If you grew up in the 1990s, there’s two movies you have definitely seen during wet weather days in primary school: Beethoven’s 2nd (about a dog and something to do with divorce litigation) and Hook (a film about Robin Williams not realising that he’s Peter Pan).  One thing that you probably didn’t realise while you were watching it was that the young actor who played Rufio would later go on to play Zuko in Avatar: the Last Airbender (2005-2008)

3: The Sir Ian McKellen Cinematic Universe?

Not many people know this, but all of Sir Ian McKellen’s movies are in the same cinematic universe (SIMKCU).  Fans disagree about the correct viewing order, but it is usually agreed that Richard III comes early in the chronology followed by Jack and Sarah (in which Sir Ian’s character sobers up after his devastating, near fatal defeat in Dicky 3).  The question really driving 97-page Whirlpool debates is whether or not the Tolkien pentalogy comes before or after X-Men.

4: There are no triceratopses in A.I. Artificial Intelligence.

Steven Spielberg’s 2001, 146-minute long video essay, A.I. Artificial Intelligence explained why we didn’t feel like we needed to see Haley Joel Osment again for a while or two.  Even though it was only 146 minutes long, it felt much, much longer.  It wouldn’t be until Steven Spielberg’s 2009, 162-minute long film, Avatar, that audiences would again think: ‘Gosh, was it only that long?  It felt much, much longer.’

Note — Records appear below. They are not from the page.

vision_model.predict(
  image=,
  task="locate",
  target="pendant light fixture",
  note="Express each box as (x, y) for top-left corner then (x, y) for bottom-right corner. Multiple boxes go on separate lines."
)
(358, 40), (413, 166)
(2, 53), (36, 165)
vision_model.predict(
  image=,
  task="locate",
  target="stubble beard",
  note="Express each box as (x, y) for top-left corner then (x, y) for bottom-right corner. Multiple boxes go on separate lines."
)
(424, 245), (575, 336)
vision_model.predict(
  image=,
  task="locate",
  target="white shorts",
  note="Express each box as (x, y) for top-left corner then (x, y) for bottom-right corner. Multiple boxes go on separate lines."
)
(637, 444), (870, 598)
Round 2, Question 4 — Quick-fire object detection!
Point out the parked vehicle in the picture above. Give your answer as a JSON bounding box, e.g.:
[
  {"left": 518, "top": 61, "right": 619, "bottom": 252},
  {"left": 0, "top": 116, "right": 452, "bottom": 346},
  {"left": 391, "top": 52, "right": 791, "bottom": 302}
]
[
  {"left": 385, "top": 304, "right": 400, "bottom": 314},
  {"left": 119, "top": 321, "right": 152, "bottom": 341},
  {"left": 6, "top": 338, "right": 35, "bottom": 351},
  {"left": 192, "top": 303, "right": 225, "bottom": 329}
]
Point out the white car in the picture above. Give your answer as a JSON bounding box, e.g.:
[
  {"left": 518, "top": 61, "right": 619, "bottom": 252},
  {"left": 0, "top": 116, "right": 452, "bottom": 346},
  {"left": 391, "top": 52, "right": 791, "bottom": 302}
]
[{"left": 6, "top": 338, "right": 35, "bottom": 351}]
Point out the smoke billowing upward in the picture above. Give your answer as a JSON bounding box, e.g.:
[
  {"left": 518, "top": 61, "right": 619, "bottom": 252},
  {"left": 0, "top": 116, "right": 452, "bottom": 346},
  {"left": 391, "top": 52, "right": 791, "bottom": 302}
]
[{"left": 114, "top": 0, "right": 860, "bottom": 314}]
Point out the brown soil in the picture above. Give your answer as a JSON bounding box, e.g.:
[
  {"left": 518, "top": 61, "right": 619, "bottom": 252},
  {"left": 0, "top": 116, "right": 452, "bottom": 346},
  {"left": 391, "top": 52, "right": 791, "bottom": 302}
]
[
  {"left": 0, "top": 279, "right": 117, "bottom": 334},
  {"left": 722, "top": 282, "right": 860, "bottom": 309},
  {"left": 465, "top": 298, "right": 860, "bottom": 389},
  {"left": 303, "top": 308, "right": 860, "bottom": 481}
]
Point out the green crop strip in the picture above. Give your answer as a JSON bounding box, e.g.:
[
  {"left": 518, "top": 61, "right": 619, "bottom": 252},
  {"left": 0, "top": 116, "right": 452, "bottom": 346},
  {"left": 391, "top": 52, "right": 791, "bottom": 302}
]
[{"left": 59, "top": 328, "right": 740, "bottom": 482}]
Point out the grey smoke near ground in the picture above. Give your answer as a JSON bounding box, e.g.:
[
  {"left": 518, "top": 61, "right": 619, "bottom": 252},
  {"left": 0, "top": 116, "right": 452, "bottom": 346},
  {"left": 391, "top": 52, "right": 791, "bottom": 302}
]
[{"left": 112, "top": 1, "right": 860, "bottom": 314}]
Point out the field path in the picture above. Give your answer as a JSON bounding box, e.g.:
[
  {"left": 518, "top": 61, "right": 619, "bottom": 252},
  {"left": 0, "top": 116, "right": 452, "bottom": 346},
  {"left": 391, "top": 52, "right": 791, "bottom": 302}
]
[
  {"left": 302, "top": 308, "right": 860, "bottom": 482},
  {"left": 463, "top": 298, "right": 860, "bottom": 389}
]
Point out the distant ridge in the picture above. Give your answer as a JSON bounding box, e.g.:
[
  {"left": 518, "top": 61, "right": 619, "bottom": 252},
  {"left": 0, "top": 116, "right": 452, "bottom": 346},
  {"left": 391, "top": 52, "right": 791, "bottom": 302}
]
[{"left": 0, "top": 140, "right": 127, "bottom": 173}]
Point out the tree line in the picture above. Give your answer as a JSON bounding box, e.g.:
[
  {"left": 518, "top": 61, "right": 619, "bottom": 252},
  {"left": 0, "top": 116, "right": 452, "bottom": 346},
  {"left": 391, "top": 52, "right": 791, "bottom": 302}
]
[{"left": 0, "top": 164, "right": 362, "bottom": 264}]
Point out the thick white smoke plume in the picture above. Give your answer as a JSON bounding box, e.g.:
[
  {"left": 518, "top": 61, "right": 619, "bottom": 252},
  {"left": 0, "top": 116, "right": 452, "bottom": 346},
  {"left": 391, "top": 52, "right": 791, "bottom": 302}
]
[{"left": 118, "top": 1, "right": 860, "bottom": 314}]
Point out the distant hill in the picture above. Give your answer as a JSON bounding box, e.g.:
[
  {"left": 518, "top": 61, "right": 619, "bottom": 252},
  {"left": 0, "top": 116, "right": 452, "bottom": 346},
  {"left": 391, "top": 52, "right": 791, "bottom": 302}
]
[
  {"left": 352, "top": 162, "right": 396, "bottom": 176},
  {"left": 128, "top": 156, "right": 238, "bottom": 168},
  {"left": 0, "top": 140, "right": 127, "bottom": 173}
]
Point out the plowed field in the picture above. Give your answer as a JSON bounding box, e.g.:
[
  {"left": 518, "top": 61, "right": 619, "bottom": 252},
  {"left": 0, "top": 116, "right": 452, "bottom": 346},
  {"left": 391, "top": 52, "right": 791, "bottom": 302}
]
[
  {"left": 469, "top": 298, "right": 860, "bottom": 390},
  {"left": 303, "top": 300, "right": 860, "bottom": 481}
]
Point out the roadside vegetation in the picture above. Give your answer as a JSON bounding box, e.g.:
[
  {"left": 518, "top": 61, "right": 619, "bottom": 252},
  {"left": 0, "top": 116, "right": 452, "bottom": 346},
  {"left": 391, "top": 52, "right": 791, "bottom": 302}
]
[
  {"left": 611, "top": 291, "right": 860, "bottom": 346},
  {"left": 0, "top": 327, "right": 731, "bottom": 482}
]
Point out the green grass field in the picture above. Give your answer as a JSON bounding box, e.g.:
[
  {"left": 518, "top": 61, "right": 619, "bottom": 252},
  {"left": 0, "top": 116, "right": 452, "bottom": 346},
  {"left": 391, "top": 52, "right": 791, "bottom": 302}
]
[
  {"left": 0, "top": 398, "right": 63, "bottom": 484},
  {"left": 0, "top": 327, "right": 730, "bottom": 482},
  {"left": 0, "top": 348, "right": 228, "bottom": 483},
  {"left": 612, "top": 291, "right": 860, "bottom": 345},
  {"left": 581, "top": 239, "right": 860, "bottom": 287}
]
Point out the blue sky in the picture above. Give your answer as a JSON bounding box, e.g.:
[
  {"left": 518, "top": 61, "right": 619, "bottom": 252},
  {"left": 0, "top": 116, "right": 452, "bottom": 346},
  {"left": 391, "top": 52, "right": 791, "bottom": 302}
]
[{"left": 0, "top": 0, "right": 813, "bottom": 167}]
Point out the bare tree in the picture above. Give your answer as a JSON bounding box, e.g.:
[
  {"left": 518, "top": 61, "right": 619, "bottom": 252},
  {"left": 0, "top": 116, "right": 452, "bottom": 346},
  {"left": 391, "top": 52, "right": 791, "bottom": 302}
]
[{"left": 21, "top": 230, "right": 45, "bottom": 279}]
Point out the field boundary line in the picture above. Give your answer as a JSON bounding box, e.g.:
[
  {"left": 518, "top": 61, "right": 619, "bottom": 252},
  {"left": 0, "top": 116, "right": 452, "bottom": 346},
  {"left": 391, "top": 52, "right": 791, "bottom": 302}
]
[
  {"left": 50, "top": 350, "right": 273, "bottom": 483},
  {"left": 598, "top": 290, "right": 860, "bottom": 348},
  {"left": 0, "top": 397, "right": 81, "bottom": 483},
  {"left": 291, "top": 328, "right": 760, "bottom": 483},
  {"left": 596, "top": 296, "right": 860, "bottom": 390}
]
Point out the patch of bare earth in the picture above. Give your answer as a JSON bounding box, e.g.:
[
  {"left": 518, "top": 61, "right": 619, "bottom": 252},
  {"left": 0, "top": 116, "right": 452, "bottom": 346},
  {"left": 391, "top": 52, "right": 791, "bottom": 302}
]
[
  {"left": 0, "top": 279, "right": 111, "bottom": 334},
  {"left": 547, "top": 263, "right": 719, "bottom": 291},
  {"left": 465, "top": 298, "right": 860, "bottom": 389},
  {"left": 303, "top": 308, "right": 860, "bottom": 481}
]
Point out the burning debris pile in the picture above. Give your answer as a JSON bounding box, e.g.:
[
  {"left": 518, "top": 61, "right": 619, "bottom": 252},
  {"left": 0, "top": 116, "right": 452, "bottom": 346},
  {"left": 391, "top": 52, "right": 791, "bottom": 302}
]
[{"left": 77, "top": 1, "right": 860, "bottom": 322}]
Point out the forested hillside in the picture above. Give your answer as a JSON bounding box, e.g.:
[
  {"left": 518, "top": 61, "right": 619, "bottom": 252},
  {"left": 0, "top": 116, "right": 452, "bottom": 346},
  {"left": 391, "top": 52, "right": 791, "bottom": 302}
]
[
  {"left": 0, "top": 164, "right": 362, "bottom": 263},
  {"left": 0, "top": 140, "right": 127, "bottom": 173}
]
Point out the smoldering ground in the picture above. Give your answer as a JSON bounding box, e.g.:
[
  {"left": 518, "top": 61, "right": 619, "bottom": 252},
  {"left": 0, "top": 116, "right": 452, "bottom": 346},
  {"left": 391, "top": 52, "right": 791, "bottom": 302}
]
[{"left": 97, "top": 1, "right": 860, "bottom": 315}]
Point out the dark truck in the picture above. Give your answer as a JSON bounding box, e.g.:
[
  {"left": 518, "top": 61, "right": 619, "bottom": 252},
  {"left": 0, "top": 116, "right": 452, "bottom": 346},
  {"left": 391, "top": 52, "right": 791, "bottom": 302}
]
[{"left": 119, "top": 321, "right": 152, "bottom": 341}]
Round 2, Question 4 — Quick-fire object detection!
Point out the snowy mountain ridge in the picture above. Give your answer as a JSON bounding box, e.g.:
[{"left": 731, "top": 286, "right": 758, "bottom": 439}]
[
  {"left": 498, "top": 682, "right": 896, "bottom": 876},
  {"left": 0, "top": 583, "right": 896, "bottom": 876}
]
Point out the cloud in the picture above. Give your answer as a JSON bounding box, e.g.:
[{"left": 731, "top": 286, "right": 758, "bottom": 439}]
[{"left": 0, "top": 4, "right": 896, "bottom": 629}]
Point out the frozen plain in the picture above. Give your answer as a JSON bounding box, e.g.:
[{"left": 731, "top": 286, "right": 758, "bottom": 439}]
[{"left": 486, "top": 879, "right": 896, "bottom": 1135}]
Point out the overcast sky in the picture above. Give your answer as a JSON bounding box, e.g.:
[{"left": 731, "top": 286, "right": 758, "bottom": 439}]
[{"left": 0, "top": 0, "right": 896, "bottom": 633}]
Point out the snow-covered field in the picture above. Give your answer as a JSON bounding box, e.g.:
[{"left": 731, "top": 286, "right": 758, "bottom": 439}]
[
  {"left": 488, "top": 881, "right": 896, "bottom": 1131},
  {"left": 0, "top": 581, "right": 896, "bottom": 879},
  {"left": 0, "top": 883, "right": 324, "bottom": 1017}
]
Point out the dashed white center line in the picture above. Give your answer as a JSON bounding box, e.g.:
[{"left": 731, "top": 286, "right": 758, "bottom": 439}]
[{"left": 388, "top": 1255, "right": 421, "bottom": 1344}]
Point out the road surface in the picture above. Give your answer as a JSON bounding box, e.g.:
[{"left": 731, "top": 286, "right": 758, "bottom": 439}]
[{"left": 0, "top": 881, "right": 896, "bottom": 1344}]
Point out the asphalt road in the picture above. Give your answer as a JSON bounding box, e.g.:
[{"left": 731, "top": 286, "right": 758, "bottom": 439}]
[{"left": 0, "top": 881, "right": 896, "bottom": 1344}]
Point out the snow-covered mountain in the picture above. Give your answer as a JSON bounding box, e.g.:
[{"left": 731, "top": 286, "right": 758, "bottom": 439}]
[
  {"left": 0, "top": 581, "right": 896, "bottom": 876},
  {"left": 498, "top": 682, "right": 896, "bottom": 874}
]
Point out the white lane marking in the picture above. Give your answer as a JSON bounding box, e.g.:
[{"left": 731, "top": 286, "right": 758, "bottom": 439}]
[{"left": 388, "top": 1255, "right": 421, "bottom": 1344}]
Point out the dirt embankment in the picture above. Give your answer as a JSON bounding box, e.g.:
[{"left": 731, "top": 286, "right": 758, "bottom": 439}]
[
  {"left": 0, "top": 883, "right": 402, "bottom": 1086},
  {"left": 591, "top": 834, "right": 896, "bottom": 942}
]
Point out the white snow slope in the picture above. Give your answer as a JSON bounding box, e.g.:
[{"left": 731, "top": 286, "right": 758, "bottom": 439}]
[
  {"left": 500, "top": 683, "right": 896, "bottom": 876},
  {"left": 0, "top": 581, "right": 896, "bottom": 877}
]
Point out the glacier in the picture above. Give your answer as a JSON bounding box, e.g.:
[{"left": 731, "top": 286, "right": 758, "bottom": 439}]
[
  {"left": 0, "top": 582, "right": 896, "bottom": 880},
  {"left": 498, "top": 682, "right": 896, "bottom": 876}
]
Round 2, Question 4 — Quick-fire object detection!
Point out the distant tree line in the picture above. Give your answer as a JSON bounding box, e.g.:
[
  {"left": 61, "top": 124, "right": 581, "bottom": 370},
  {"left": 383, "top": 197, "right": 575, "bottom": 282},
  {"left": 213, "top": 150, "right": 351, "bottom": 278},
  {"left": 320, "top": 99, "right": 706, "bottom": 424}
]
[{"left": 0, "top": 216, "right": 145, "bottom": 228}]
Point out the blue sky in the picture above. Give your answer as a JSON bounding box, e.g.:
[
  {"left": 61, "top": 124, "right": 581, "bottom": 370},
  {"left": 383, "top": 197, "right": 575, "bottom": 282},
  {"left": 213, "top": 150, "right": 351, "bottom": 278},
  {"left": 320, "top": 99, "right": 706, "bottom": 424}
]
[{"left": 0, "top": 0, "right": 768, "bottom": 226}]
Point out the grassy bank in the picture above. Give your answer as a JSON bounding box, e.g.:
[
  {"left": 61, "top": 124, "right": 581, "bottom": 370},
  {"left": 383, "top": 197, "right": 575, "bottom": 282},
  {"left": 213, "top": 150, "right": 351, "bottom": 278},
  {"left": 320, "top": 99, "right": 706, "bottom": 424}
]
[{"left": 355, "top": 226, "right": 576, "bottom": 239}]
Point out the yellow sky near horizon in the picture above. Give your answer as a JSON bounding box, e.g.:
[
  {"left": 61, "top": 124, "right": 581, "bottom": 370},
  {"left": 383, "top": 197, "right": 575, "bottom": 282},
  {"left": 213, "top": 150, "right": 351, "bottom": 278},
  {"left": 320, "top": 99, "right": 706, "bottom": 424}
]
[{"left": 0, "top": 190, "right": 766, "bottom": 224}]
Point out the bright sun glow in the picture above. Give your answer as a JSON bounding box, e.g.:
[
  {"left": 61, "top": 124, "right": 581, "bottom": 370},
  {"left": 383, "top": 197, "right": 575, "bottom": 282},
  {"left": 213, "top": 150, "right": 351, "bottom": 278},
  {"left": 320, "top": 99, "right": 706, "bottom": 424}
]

At 146 minutes, there are a lot of cameos, Easter eggs, and trivia in A.I.  Where most viewers correctly responded to seeing Jude Law and Ashely Scott as sex robots by immediately switching off the movie and setting fire to their television sets, only those people who watched through until the very end even realised that there were aliens in this movie.

But not many people realised that there were actually no triceratopses in the movie.  Extensive research has shown that, while it is often debated if the movie is really a reimagining of Pinocchio, there is far less debate about whether or not the film contained one or more triceratops.

5: Avatar wasn’t by Steven Spielberg

Here’s a mind-blower for you: although you might have thought that Avatar was a Steven Spielberg film, true movie-heads know that it wasn’t.  Completely defying expectations: many science fiction movies are not Steven Spielberg movies.  Despite having science fiction elements, neither Valerian and the City of a Thousand Planets nor Fifth Element were by Spielberg (they were instead by serial creep Luc Besson).  It just goes to show that, no matter how many times we see a movie, we don’t always know who directed it.